Associated Press
ISLAMABAD, Pakistan — The United Nations told its Afghan staffers to give up any attempt to defend U.N. aid offices in Afghanistan, saying increasing looting and attacks made it too dangerous.
"There is a decline in law and order, less and less contact with staff, and almost daily reports of offices looted … and staff beaten," Antonio Donini, a U.N. humanitarian coordinator for Afghanistan, told reporters.
U.N. officials were trying urgently to get word to local staffers in Afghanistan not to resist any future raids on U.N. property.
U.N. relief agencies and other international aid groups have reported escalating looting by soldiers of the Taliban regime and other armed bands in the two weeks since U.S.-led airstrikes began.

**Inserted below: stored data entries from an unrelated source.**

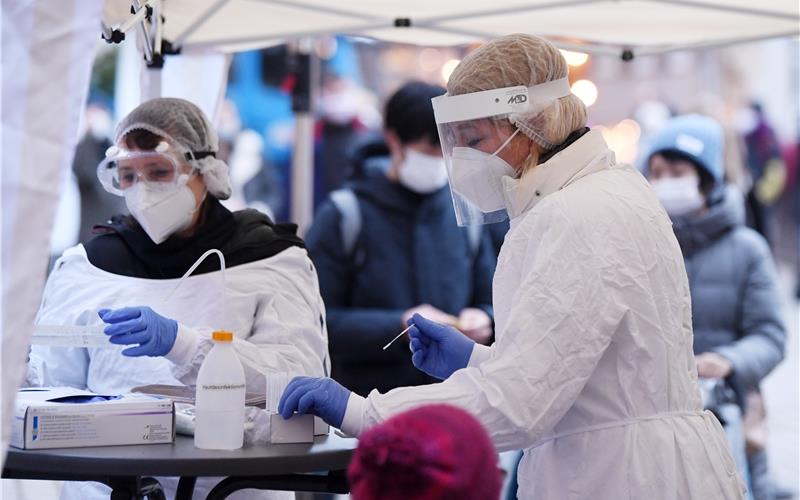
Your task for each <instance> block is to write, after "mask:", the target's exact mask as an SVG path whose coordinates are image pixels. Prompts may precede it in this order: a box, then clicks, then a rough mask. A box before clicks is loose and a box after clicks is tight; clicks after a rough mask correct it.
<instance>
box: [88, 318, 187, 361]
mask: <svg viewBox="0 0 800 500" xmlns="http://www.w3.org/2000/svg"><path fill="white" fill-rule="evenodd" d="M97 314H98V316H100V319H102V320H103V321H105V322H106V323H109V324H110V326H107V327H106V328H105V330H103V331H104V332H105V334H106V335H110V338H109V339H108V340H109V342H111V343H112V344H121V345H125V344H139V345H138V346H136V347H130V348H128V349H125V350H124V351H122V354H123V355H124V356H164V355H166V354H167V353H168V352H169V351H170V350H171V349H172V346H173V345H175V338H176V337H177V336H178V322H177V321H175V320H172V319H169V318H165V317H163V316H161V315H160V314H158V313H156V312H155V311H153V310H152V309H150V308H149V307H123V308H122V309H115V310H111V309H101V310H100V311H98V312H97Z"/></svg>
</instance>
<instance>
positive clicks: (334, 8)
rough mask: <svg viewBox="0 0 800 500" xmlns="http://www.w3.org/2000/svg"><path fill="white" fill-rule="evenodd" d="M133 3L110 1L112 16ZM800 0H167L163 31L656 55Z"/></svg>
mask: <svg viewBox="0 0 800 500" xmlns="http://www.w3.org/2000/svg"><path fill="white" fill-rule="evenodd" d="M128 9H129V6H127V5H124V2H120V1H118V0H110V1H108V2H107V3H106V14H105V18H106V23H107V24H108V25H112V24H115V23H119V22H122V20H123V19H125V18H126V17H127V16H129V15H130V14H129V13H128ZM798 10H800V7H798V2H797V1H796V0H771V1H769V2H754V1H752V0H494V1H493V2H486V1H485V0H455V1H454V0H449V1H448V0H439V1H438V2H431V1H428V0H403V1H397V0H346V1H344V2H341V3H339V4H338V5H336V6H332V5H331V2H329V1H327V0H297V1H296V0H164V1H163V6H162V7H161V12H162V13H163V15H164V18H165V19H166V22H165V23H164V30H163V37H164V39H165V40H169V41H170V42H171V43H172V44H173V45H174V46H177V47H181V48H183V49H184V50H203V49H213V50H218V51H223V52H234V51H239V50H244V49H248V48H259V47H266V46H269V45H274V44H277V43H283V42H284V41H286V40H292V39H298V38H304V37H312V36H318V35H325V34H346V35H361V36H367V37H374V38H377V39H380V40H385V41H391V42H399V43H410V44H418V45H458V44H464V43H471V42H477V41H480V40H485V39H488V38H492V37H496V36H500V35H505V34H508V33H516V32H519V33H534V34H537V35H540V36H545V37H547V38H550V39H551V40H553V41H555V42H557V43H558V44H559V45H561V46H563V47H564V48H577V49H579V50H582V51H584V52H589V53H594V54H611V55H621V54H622V53H623V51H624V50H633V51H634V53H635V54H638V55H647V54H654V53H662V52H666V51H673V50H683V49H690V48H697V47H708V46H715V45H727V44H731V43H738V42H744V41H753V40H760V39H766V38H775V37H783V36H792V35H797V34H800V26H798Z"/></svg>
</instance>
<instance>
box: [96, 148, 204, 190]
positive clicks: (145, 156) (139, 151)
mask: <svg viewBox="0 0 800 500" xmlns="http://www.w3.org/2000/svg"><path fill="white" fill-rule="evenodd" d="M192 158H193V157H192V156H191V155H190V154H189V157H188V158H186V157H185V155H182V154H180V153H179V152H178V151H176V150H175V148H173V147H172V146H170V145H169V144H168V143H167V142H162V143H160V144H159V145H158V147H156V150H155V151H139V150H127V149H124V148H121V147H119V146H111V147H110V148H108V150H107V151H106V157H105V159H103V161H102V162H100V164H99V165H98V166H97V178H98V179H99V180H100V183H101V184H102V185H103V188H105V190H106V191H108V192H109V193H112V194H115V195H117V196H123V194H124V192H125V190H126V189H129V188H132V187H133V186H135V185H136V184H138V183H140V182H143V183H145V184H147V186H148V187H149V188H151V189H152V190H154V191H173V190H175V189H176V188H177V187H178V186H181V185H184V184H186V182H187V181H188V180H189V177H190V175H191V172H192V168H191V167H190V166H189V165H188V164H187V160H189V159H192Z"/></svg>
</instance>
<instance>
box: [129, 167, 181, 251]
mask: <svg viewBox="0 0 800 500" xmlns="http://www.w3.org/2000/svg"><path fill="white" fill-rule="evenodd" d="M124 195H125V204H126V205H127V206H128V210H130V211H131V215H133V216H134V217H135V218H136V220H137V221H138V222H139V224H140V225H141V226H142V229H144V231H145V232H146V233H147V235H148V236H149V237H150V239H151V240H153V243H155V244H156V245H158V244H160V243H162V242H164V240H166V239H167V238H168V237H169V236H170V235H172V234H175V233H176V232H178V231H180V230H182V229H185V228H186V227H188V226H189V224H190V223H191V222H192V215H193V214H194V211H195V210H196V208H197V207H196V201H195V197H194V193H193V192H192V190H191V189H189V188H188V187H187V186H186V184H185V183H183V184H181V185H179V186H178V187H177V188H176V189H170V190H163V191H162V190H158V189H153V188H151V187H149V186H148V185H147V184H146V183H144V182H139V183H137V184H135V185H133V186H132V187H130V188H128V189H126V190H125V191H124Z"/></svg>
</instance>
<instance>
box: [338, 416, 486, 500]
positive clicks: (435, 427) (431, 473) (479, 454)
mask: <svg viewBox="0 0 800 500" xmlns="http://www.w3.org/2000/svg"><path fill="white" fill-rule="evenodd" d="M347 475H348V479H349V480H350V489H351V493H352V495H353V499H354V500H379V499H380V500H401V499H402V500H405V499H409V498H413V499H417V500H434V499H435V500H446V499H453V500H456V499H458V500H473V499H474V500H493V499H497V498H498V497H499V496H500V488H501V483H502V480H501V472H500V469H499V468H498V466H497V453H496V452H495V449H494V446H493V445H492V442H491V441H490V440H489V436H488V435H487V434H486V431H485V430H484V429H483V427H482V426H481V424H480V423H479V422H478V421H477V420H475V418H474V417H472V416H471V415H470V414H468V413H466V412H465V411H463V410H460V409H458V408H455V407H453V406H449V405H431V406H423V407H420V408H417V409H414V410H411V411H408V412H405V413H402V414H400V415H396V416H394V417H392V418H390V419H389V420H387V421H386V422H384V423H383V424H380V425H377V426H375V427H373V428H372V429H370V430H368V431H366V432H365V433H364V434H363V435H362V436H361V438H360V441H359V445H358V449H357V450H356V452H355V455H354V456H353V460H352V462H351V463H350V468H349V470H348V474H347Z"/></svg>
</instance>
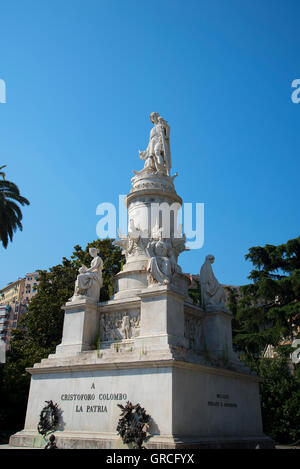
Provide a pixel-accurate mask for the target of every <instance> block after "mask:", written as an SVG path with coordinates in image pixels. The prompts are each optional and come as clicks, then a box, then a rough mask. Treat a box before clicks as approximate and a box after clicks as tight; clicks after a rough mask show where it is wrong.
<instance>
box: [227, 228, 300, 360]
mask: <svg viewBox="0 0 300 469" xmlns="http://www.w3.org/2000/svg"><path fill="white" fill-rule="evenodd" d="M245 257H246V259H248V260H250V261H251V262H252V264H253V266H254V269H253V270H252V271H251V273H250V276H249V279H251V280H252V281H253V283H251V284H249V285H245V286H242V287H241V288H240V290H241V298H240V300H239V302H238V306H237V311H236V315H235V328H234V345H235V346H236V348H237V349H239V350H244V351H248V352H250V353H256V354H259V353H261V351H262V350H263V349H264V348H265V347H266V346H267V345H268V344H271V345H274V346H277V345H278V344H279V343H280V341H281V340H282V339H283V338H292V337H293V335H294V334H295V331H297V329H298V328H299V325H300V237H298V238H296V239H291V240H289V241H288V242H287V243H286V244H281V245H279V246H273V245H269V244H267V245H266V246H264V247H260V246H258V247H252V248H250V249H249V252H248V254H247V255H246V256H245Z"/></svg>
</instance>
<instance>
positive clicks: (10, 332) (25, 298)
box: [0, 272, 38, 350]
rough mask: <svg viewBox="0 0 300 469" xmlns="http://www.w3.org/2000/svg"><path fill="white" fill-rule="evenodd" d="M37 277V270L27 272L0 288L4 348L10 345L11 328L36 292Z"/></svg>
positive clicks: (2, 329)
mask: <svg viewBox="0 0 300 469" xmlns="http://www.w3.org/2000/svg"><path fill="white" fill-rule="evenodd" d="M37 279H38V273H37V272H33V273H29V274H26V276H25V278H19V279H18V280H16V281H15V282H11V283H9V284H8V285H7V286H6V287H4V288H2V289H1V290H0V340H2V341H4V343H5V347H6V350H8V349H9V347H10V341H11V335H12V330H13V329H16V328H17V327H18V325H19V321H20V319H21V317H22V316H23V315H24V314H25V313H26V312H27V310H28V304H29V302H30V300H31V299H32V297H33V296H34V295H35V294H36V291H37V285H38V280H37Z"/></svg>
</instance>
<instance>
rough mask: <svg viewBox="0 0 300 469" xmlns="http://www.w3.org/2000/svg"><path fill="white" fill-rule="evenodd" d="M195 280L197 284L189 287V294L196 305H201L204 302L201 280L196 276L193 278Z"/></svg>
mask: <svg viewBox="0 0 300 469" xmlns="http://www.w3.org/2000/svg"><path fill="white" fill-rule="evenodd" d="M193 282H194V283H195V285H194V286H192V287H191V288H189V290H188V294H189V296H190V298H191V299H192V300H193V304H194V305H198V306H201V303H202V300H201V285H200V282H199V280H197V279H196V278H195V279H193Z"/></svg>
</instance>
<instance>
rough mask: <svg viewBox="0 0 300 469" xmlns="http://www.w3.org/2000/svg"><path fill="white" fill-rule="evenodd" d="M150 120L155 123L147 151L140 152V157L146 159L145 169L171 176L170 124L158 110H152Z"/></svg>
mask: <svg viewBox="0 0 300 469" xmlns="http://www.w3.org/2000/svg"><path fill="white" fill-rule="evenodd" d="M150 120H151V122H152V123H153V124H154V125H153V128H152V129H151V132H150V139H149V143H148V147H147V148H146V150H145V151H140V152H139V157H140V159H141V160H144V161H145V167H144V169H146V170H149V171H150V172H156V173H165V174H167V175H168V176H170V170H171V151H170V126H169V124H168V123H167V121H165V120H164V119H163V118H162V117H161V116H160V115H159V114H158V112H151V114H150Z"/></svg>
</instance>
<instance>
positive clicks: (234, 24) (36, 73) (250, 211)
mask: <svg viewBox="0 0 300 469" xmlns="http://www.w3.org/2000/svg"><path fill="white" fill-rule="evenodd" d="M299 36H300V2H299V0H276V1H275V2H274V1H271V0H240V1H238V0H226V1H225V0H186V1H185V2H183V1H179V0H151V1H149V0H147V1H146V0H85V1H83V0H81V1H79V0H51V1H50V0H34V1H33V0H18V1H16V0H10V1H5V2H2V3H1V29H0V44H1V52H0V78H1V79H3V80H5V82H6V86H7V102H6V104H0V153H1V157H0V166H1V165H2V164H7V168H6V174H7V178H8V179H10V180H13V181H14V182H16V183H17V184H18V186H19V188H20V190H21V193H22V195H24V196H26V197H27V198H28V199H29V200H30V202H31V205H30V206H29V207H26V208H24V209H23V215H24V217H23V226H24V229H23V232H18V233H17V234H16V235H15V237H14V241H13V243H12V244H9V246H8V248H7V249H6V250H5V249H3V248H0V264H1V271H0V287H3V286H5V285H6V284H7V283H8V282H10V281H13V280H15V279H16V278H17V277H18V276H24V275H25V274H26V272H32V271H33V270H35V269H39V268H41V269H46V268H48V267H50V266H52V265H55V264H57V263H59V262H60V261H61V258H62V257H63V256H67V257H68V256H70V255H71V253H72V248H73V246H74V245H75V244H81V245H82V246H85V245H86V243H87V242H89V241H91V240H93V239H95V238H96V223H97V221H98V219H99V217H97V216H96V206H97V205H98V204H99V203H100V202H106V201H107V202H112V203H116V202H117V200H118V194H126V193H128V191H129V189H130V178H131V177H132V175H133V174H132V172H131V170H132V169H136V170H138V169H141V168H142V162H141V161H140V160H139V158H138V149H143V148H144V147H145V146H146V144H147V140H148V134H149V130H150V122H149V118H148V115H149V113H150V112H152V111H158V112H159V113H160V114H161V115H163V116H164V117H165V118H166V119H167V120H168V122H169V123H170V125H171V150H172V159H173V172H175V171H177V172H178V173H179V176H178V178H176V179H175V183H176V189H177V192H178V194H179V195H180V196H181V197H182V198H183V200H184V201H185V202H204V203H205V204H206V205H205V243H204V246H203V248H202V249H200V250H197V251H191V252H189V253H184V254H183V255H182V256H181V258H180V264H181V266H182V268H183V269H184V270H185V271H187V272H192V273H197V272H199V270H200V267H201V265H202V263H203V260H204V258H205V256H206V254H208V253H212V254H214V255H215V257H216V262H215V264H214V270H215V273H216V275H217V277H218V279H219V281H221V282H223V283H229V284H236V285H237V284H245V283H247V276H248V274H249V270H250V268H251V264H250V263H249V262H246V261H245V260H244V255H245V254H246V253H247V251H248V248H249V247H251V246H257V245H264V244H266V243H270V244H278V243H284V242H285V241H287V240H288V239H290V238H293V237H296V236H298V235H299V231H300V220H299V170H300V164H299V156H300V138H299V135H300V103H299V104H298V105H297V104H293V103H292V101H291V93H292V88H291V83H292V81H293V80H294V79H296V78H300V54H299Z"/></svg>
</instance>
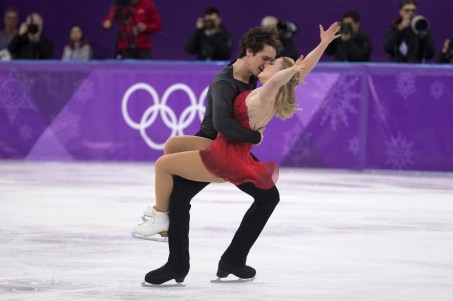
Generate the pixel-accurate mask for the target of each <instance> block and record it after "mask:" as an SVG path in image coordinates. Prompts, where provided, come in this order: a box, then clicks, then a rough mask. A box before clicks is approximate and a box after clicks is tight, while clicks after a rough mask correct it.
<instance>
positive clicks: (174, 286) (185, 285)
mask: <svg viewBox="0 0 453 301" xmlns="http://www.w3.org/2000/svg"><path fill="white" fill-rule="evenodd" d="M142 287H151V288H165V287H186V285H185V284H182V283H174V284H151V283H148V282H145V281H143V282H142Z"/></svg>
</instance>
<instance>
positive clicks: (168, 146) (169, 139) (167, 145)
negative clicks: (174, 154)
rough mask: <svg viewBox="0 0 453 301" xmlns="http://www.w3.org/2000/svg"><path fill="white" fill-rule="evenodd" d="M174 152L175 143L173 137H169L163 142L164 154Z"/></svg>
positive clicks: (169, 153) (174, 147) (168, 153)
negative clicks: (166, 140)
mask: <svg viewBox="0 0 453 301" xmlns="http://www.w3.org/2000/svg"><path fill="white" fill-rule="evenodd" d="M175 152H176V143H175V139H174V137H171V138H170V139H168V140H167V141H166V142H165V145H164V154H166V155H167V154H173V153H175Z"/></svg>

Foreign aid workers pulled out of Afghanistan after the Sept. 11 attacks on the United States. The United States blames the terror attacks on Osama bin Laden and his Taliban hosts in Afghanistan.
U.N. agencies previously had told local staffers to try to safeguard U.N. operations if they could do so safely, Donini said. Now, he said, the directive had changed to simply protecting their own lives.
Donini detailed attacks on aid operations in much of Taliban territory. In Kunduz province in the north, reports filtering out indicated all U.N. offices and almost all private humanitarian operations had been looted, he said.
A U.N. mine-removal organization in Afghanistan had seen about half of its 80 vehicles stolen, he said.
In Mazar-e-Sharif, the Taliban headquarters in the north, the local Taliban governor was reported to be trying to restrain attacks on aid operations, Donini said. The situation was less dire in Kabul, where a convoy of donated wheat got through last week, and in the eastern city of Jalalabad, officials said.
Last week, the Taliban commandeered two warehouses run by the U.N. World Food Program that contained almost half of its wheat stores in Afghanistan. One warehouse in Kabul was returned, but there was no word of the other, in the southern city of Kandahar.
Medecins sans Frontieres, or Doctors Without Borders, ceased medical relief programs in Mazar-e-Sharif and Kandahar last week after offices there were sacked of medicine, medical equipment and vehicles.
New York-based Human Rights Watch said the looting posed an increasing threat to aid workers and the Afghan civilians they were trying to help. The rights group also urged greater care in the U.S.-led air campaign after a U.S. bomb hit two International Red Cross warehouses in Kabul.